Support Questions

Find answers, ask questions, and share your expertise

Why does NiFi performance slow down?

avatar
New Contributor

Hi!

We have a mini HDP + HDF cluster. Our cluster contains 8 VMs + 1 VM as FTP on CentOS7.
* 1 ambari
* 4 HBase
* 3 NiFi

Versions
HDP 2.6.4.0
HDF 3.1
Nifi 1.5

Maximum timer driven thread count: 25

Ambari components (8 Gb, 2 CPU)
* HBase Master (3 Gb)
* HDFS Client
* Metrics Collector (512 Mb)
* Grafana
* Metrics Monitor
* NameNode (1 Gb)
* SNameNode
* ZooKeeper Server (1 Gb)

HBase components (12 Gb, 4 CPU per VM)
* DataNode (3 Gb)
* HBase Client
* RegionServer (8 Gb)
* HDFS Client
* Metrics Monitor
* ZooKeeper Client

NiFi components (19 Gb, 5 CPU per VM)
* Metrics Monitor
* NiFi (15 Gb)
* ZooKeeper Client
* ZooKeeper Server (1 Gb)
* (NiFi Registry - only on 1 vm) (512 Mb)
* (NiFi Certificate Authority - only on 1 vm)

NiFi processors (Concurrent tasks)
* ListFTP (1) (Primary node only)
* Fetch FTP (1)
* ValidateXml (3)
* TransformXml (3)
* ReplaceTextWithMapping (2)
* ValidateCsv (1)
* 2 ReplaceText (1)
* PutHBaseRecord (5)

We need to benchmark this cluster.
The flow is:
1. Read from FTP with NiFi.
2. Make some data transformation with NiFi, standard + custom processors.
3. Write result to HBase with PuHBase processor.

The problem is the performance change.
At the first test (empty HBase, empty NiFi repos, restarted VMs) the duration of the test is good (~90 Gb data during ~50 min).
After this we truncate the HBase table and we wait some time (~1 hour) for teardown before repeat the same test.
We make the test again (empty HBase, not empty NiFi repos, not restarted VMs, not restarted service, same data as before), but the performance is very low, now it takes ~5 hour long.
It looks like the PutHBaseRecord processor is slower in the second run when we get wrong performance. All queues are getting full in this case
If we restart the NiFi service or NiFi VMs and make the test again, the performance is good again, ~50 min.

We tried with another amount of data (~450 Gb data) in this case, we found the same issue.
In good case this was ~260 min (x5 data => x5 time), but in the wrong case it was much more (we stopped the test after 8 hour).

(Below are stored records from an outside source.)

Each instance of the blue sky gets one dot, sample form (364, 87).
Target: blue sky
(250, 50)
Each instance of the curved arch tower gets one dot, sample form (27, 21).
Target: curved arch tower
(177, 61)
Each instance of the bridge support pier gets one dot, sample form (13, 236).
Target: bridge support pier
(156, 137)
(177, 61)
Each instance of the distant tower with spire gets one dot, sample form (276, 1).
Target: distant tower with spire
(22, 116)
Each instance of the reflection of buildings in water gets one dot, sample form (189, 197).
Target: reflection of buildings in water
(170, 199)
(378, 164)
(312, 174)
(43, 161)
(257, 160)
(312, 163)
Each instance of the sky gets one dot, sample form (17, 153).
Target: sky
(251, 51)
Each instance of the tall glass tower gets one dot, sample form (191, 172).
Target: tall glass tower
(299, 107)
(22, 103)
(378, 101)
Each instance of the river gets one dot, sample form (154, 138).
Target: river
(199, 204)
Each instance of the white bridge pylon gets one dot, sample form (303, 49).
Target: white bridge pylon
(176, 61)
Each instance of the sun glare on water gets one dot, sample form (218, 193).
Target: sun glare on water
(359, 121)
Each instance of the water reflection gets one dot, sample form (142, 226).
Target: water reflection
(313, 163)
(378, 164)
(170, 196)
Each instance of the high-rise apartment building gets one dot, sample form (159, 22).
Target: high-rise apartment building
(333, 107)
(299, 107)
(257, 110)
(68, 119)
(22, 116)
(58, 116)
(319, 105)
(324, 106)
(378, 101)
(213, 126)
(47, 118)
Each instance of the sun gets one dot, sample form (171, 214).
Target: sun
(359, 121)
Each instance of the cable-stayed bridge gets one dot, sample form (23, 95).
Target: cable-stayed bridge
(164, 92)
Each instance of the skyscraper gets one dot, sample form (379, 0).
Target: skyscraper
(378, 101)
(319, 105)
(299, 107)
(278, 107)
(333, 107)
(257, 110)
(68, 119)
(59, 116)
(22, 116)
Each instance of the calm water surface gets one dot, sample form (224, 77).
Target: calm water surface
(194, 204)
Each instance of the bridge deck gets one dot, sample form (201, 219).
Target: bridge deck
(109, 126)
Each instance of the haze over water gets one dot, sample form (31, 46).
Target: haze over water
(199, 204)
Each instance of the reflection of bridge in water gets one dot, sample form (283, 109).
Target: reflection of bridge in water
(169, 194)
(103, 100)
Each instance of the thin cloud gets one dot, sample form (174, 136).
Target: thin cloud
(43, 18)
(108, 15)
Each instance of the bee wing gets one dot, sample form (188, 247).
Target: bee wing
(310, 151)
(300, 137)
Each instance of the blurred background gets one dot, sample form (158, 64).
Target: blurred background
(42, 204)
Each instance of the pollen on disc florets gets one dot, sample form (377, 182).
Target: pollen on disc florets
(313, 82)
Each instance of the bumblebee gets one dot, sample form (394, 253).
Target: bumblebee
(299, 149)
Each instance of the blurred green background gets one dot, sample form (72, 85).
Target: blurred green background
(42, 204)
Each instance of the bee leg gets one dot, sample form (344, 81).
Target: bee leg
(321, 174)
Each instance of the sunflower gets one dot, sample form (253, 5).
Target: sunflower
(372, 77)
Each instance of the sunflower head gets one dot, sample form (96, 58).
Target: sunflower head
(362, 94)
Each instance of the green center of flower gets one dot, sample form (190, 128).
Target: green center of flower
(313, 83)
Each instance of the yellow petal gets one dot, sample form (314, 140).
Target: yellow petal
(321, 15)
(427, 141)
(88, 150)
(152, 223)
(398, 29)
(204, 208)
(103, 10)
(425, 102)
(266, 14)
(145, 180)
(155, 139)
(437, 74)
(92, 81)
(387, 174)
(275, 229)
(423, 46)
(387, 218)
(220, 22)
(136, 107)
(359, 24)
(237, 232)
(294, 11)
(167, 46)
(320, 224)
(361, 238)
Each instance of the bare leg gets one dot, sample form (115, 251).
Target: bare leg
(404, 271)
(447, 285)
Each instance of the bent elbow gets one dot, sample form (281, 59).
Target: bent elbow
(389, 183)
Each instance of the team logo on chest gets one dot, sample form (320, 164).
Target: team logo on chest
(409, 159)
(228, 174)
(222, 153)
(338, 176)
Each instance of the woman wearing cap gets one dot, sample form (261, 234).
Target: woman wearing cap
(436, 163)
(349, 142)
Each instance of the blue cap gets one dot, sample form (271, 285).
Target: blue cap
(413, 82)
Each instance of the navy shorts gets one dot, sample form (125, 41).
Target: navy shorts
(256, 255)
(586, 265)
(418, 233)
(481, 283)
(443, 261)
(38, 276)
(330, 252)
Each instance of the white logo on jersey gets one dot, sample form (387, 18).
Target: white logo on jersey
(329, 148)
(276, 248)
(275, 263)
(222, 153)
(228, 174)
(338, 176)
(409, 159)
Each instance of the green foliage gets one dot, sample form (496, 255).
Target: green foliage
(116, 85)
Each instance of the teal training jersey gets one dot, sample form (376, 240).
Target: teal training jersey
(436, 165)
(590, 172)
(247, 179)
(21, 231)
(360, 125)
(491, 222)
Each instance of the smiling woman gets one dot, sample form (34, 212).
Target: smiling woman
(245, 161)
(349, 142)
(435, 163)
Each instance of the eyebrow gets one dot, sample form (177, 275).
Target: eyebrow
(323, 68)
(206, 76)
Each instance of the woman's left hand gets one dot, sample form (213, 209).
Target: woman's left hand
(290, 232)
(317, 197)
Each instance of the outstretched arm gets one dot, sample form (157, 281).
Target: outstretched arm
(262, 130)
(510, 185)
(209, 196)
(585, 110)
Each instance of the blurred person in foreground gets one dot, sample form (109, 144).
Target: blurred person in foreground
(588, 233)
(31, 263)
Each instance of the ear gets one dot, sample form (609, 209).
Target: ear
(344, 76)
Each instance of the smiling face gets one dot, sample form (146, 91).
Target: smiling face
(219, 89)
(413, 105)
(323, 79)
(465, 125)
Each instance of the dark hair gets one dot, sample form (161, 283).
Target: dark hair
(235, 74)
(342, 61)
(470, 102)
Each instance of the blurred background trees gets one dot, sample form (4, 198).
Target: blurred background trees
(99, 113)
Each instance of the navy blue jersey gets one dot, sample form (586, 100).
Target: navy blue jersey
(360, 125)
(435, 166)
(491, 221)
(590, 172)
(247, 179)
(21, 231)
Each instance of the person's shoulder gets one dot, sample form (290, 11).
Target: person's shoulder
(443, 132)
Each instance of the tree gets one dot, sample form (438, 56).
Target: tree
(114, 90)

For NiFi we set these configs (https://nifi.apache.org/docs/nifi-docs/html/administration-guide.html#configuration-best-practices).
For HBase we use Memstore Flush Size: 256Mb, HBase Region Block Multiplier: 8 and Number of Handlers per RegionServer: 100.

Has anyone experienced a similar performance change or is there some idea to avoid this?

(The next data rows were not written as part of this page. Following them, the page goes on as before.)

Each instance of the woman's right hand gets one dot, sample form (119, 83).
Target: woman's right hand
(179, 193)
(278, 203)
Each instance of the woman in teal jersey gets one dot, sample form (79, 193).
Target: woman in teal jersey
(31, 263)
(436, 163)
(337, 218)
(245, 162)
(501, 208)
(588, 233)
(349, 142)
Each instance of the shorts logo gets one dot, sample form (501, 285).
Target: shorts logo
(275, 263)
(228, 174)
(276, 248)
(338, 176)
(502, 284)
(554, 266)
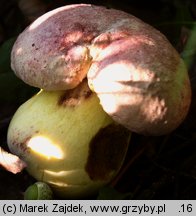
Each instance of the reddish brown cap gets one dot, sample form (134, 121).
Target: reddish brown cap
(139, 77)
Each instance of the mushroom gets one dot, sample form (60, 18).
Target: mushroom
(68, 141)
(137, 78)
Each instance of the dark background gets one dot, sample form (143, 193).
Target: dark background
(155, 167)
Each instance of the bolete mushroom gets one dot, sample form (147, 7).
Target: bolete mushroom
(68, 141)
(139, 78)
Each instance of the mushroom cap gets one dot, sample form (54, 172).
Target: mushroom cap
(140, 79)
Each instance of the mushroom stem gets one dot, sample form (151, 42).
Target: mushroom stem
(11, 162)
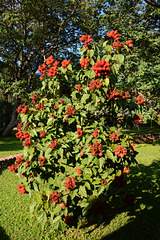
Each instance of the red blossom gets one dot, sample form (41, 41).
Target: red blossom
(65, 63)
(103, 182)
(95, 133)
(53, 144)
(50, 60)
(84, 62)
(140, 100)
(137, 119)
(12, 168)
(129, 43)
(113, 34)
(55, 197)
(70, 110)
(42, 160)
(42, 134)
(96, 149)
(27, 163)
(61, 101)
(34, 98)
(21, 189)
(78, 170)
(40, 106)
(79, 87)
(101, 68)
(87, 39)
(114, 136)
(120, 151)
(126, 170)
(67, 219)
(95, 84)
(70, 183)
(117, 45)
(27, 142)
(19, 159)
(113, 94)
(80, 132)
(125, 95)
(129, 200)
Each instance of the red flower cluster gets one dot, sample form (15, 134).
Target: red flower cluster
(55, 108)
(52, 71)
(19, 159)
(27, 163)
(113, 34)
(103, 182)
(34, 98)
(22, 109)
(21, 189)
(95, 133)
(95, 84)
(129, 200)
(65, 63)
(137, 119)
(67, 219)
(126, 170)
(114, 136)
(129, 43)
(61, 101)
(120, 151)
(53, 144)
(101, 67)
(55, 197)
(140, 100)
(21, 135)
(78, 170)
(113, 94)
(99, 208)
(12, 168)
(40, 106)
(87, 39)
(125, 95)
(84, 62)
(80, 132)
(42, 68)
(96, 149)
(117, 45)
(70, 183)
(42, 134)
(79, 87)
(42, 160)
(70, 110)
(27, 142)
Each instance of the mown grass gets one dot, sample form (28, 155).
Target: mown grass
(10, 145)
(138, 223)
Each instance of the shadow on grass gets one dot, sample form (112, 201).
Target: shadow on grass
(144, 182)
(3, 235)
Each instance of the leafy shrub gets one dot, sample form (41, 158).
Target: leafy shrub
(74, 150)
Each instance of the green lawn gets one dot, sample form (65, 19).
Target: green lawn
(10, 145)
(138, 223)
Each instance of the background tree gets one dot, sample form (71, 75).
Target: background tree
(30, 32)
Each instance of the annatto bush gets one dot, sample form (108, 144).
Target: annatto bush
(74, 150)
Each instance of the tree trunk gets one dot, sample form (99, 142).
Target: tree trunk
(13, 123)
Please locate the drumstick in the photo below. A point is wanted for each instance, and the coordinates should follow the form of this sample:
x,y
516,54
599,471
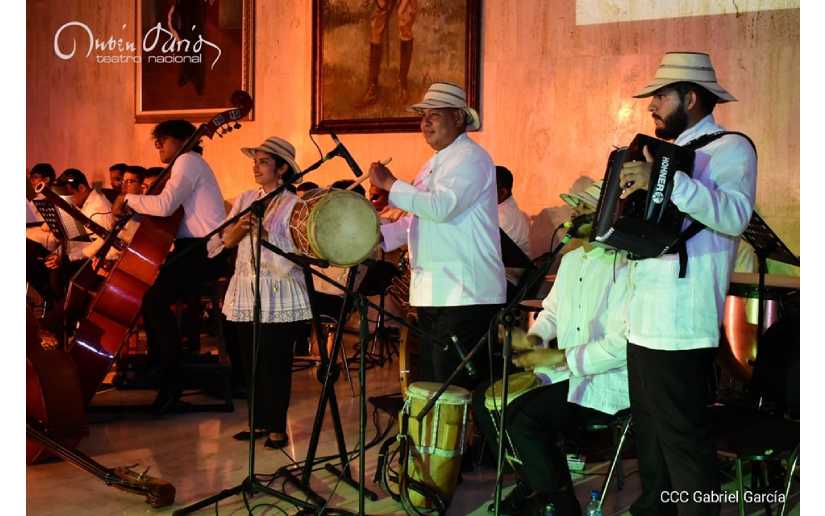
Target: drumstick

Here is two pictures about the good and wrong tests. These are the status history of PutHBase.

65010-nifi-tasks.png

65009-nifi-tasks-duration.png

3 REPLIES 3

avatar
Master Guru

Do you see anything in the logs?

That is not normal behavior.

I would like more RAM, in the bootstrap.conf?

# JVM memory settings

java.arg.2=-Xms14G

java.arg.3=-Xmx14G

avatar
New Contributor

# JVM memory settings
java.arg.2=-Xms{{nifi_initial_mem}}
java.arg.3=-Xmx{{nifi_max_mem}}

In Ambari Advanced nifi-ambari-config:

Initial memory allocation=2048m

Max memory allocation=15360m

In the log files i don't see any error or warning.

I set the log level of the PutHBaseRecord processor to debug to see more details but nothing. (Added to the logback.xml this:)

<logger name="org.apache.nifi.processors.PutHBaseRecord" level="DEBUG"/>

I got only once a maybe relevant info log in one from three VMs nifi-app.log:

INFO [Timer-Driven Process Thread-16] o.a.hadoop.hbase.client.AsyncProcess #92930, waiting for some tasks to finish. Expected max=0, tasksInProgress=2

avatar
Expert Contributor

A bit late to the party, but do you (or anyone else who might have encountered this problem) have any extra info to share about it? I am currently experiencing a similar issue.